🤖 AI Summary
Existing distributed libraries for symmetric eigenvalue decomposition (SEVD) achieve only ∼1.5% of peak performance on multi-GPU systems, severely limiting scalability for large-scale problems. To address this, we propose a pipelined two-stage SEVD algorithm that replaces conventional sequential workflows with fine-grained parallelism. Our method employs tile-based matrix partitioning, dynamic load balancing across GPUs, overlapping of communication and computation, and optimized data distribution strategies—collectively enhancing GPU resource utilization and scalability. Experiments on an 8×A100 platform demonstrate average speedups of 5.74× over cuSOLVERMp and 6.59× over MAGMA. Both strong and weak scaling significantly outperform baseline libraries.
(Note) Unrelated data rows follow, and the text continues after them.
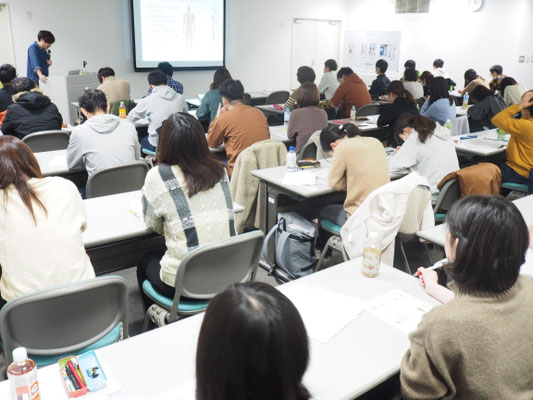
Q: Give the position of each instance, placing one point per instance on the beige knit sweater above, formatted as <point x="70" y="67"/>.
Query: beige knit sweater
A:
<point x="478" y="346"/>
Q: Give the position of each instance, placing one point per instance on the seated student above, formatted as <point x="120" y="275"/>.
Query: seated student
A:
<point x="496" y="71"/>
<point x="31" y="111"/>
<point x="168" y="70"/>
<point x="427" y="149"/>
<point x="42" y="224"/>
<point x="472" y="80"/>
<point x="359" y="167"/>
<point x="411" y="84"/>
<point x="478" y="345"/>
<point x="440" y="106"/>
<point x="486" y="105"/>
<point x="511" y="91"/>
<point x="104" y="140"/>
<point x="352" y="91"/>
<point x="212" y="99"/>
<point x="252" y="345"/>
<point x="114" y="89"/>
<point x="7" y="74"/>
<point x="307" y="117"/>
<point x="157" y="107"/>
<point x="379" y="85"/>
<point x="519" y="152"/>
<point x="304" y="74"/>
<point x="186" y="198"/>
<point x="401" y="102"/>
<point x="238" y="126"/>
<point x="425" y="79"/>
<point x="328" y="83"/>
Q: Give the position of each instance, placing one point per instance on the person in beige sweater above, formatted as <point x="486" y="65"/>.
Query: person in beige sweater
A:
<point x="359" y="167"/>
<point x="479" y="344"/>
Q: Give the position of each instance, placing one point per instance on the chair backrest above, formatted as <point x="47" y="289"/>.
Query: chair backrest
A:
<point x="369" y="109"/>
<point x="66" y="318"/>
<point x="414" y="211"/>
<point x="279" y="97"/>
<point x="121" y="178"/>
<point x="211" y="268"/>
<point x="47" y="140"/>
<point x="449" y="194"/>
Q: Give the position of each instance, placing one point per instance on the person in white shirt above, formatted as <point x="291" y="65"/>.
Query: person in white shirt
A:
<point x="427" y="149"/>
<point x="104" y="140"/>
<point x="328" y="83"/>
<point x="42" y="221"/>
<point x="157" y="107"/>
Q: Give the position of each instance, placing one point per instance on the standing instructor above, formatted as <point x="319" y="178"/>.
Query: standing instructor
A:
<point x="39" y="57"/>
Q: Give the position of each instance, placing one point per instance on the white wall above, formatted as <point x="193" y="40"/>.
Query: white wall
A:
<point x="497" y="34"/>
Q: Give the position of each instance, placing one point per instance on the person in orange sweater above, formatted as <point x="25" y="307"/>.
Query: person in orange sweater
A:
<point x="519" y="165"/>
<point x="351" y="92"/>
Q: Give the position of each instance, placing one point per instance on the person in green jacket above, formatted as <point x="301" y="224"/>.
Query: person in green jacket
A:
<point x="209" y="106"/>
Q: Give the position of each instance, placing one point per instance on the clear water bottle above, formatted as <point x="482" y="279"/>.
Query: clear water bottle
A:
<point x="291" y="159"/>
<point x="466" y="97"/>
<point x="22" y="375"/>
<point x="353" y="113"/>
<point x="371" y="256"/>
<point x="286" y="117"/>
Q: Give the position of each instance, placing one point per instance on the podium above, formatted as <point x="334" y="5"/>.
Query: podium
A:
<point x="65" y="90"/>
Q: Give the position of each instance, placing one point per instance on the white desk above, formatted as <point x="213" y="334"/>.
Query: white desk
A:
<point x="362" y="355"/>
<point x="483" y="143"/>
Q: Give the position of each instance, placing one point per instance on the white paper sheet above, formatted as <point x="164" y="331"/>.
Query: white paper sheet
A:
<point x="315" y="306"/>
<point x="398" y="309"/>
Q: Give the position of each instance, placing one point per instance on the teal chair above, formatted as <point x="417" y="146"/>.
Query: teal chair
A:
<point x="202" y="274"/>
<point x="66" y="320"/>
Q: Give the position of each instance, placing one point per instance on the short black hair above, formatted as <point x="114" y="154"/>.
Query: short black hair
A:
<point x="305" y="74"/>
<point x="410" y="64"/>
<point x="344" y="71"/>
<point x="7" y="73"/>
<point x="496" y="68"/>
<point x="232" y="90"/>
<point x="331" y="64"/>
<point x="22" y="84"/>
<point x="438" y="63"/>
<point x="157" y="78"/>
<point x="382" y="65"/>
<point x="93" y="100"/>
<point x="335" y="132"/>
<point x="166" y="68"/>
<point x="104" y="73"/>
<point x="493" y="239"/>
<point x="47" y="36"/>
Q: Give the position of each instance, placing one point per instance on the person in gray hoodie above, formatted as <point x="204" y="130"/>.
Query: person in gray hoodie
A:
<point x="104" y="140"/>
<point x="157" y="107"/>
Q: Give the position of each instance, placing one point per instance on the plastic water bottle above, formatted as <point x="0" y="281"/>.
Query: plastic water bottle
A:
<point x="353" y="113"/>
<point x="122" y="110"/>
<point x="371" y="256"/>
<point x="466" y="97"/>
<point x="291" y="159"/>
<point x="286" y="117"/>
<point x="22" y="375"/>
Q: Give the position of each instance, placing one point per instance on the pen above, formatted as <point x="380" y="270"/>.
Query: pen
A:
<point x="435" y="266"/>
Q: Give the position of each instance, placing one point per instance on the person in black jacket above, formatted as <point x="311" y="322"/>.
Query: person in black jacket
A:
<point x="401" y="102"/>
<point x="31" y="112"/>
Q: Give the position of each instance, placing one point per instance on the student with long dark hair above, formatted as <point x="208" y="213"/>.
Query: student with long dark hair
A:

This work breaks the performance bottleneck of current distributed SEVD solvers and establishes a new, efficient paradigm for eigenanalysis of ultra-large symmetric matrices.
📝 Abstract
Large symmetric eigenvalue problems are commonly observed in many disciplines such as Chemistry and Physics, and several libraries including cuSOLVERMp, MAGMA and ELPA support computing large eigenvalue decomposition on multi-GPU or multi-CPU-GPU hybrid architectures. However, these libraries do not provide satisfied performance that all of the libraries only utilize around 1.5% of the peak multi-GPU performance. In this paper, we propose a pipelined two-stage eigenvalue decomposition algorithm instead of conventional subsequent algorithm with substantial optimizations. On an 8$ imes$A100 platform, our implementation surpasses state-of-the-art cuSOLVERMp and MAGMA baselines, delivering mean speedups of 5.74$ imes$ and 6.59$ imes$, with better strong and weak scalability.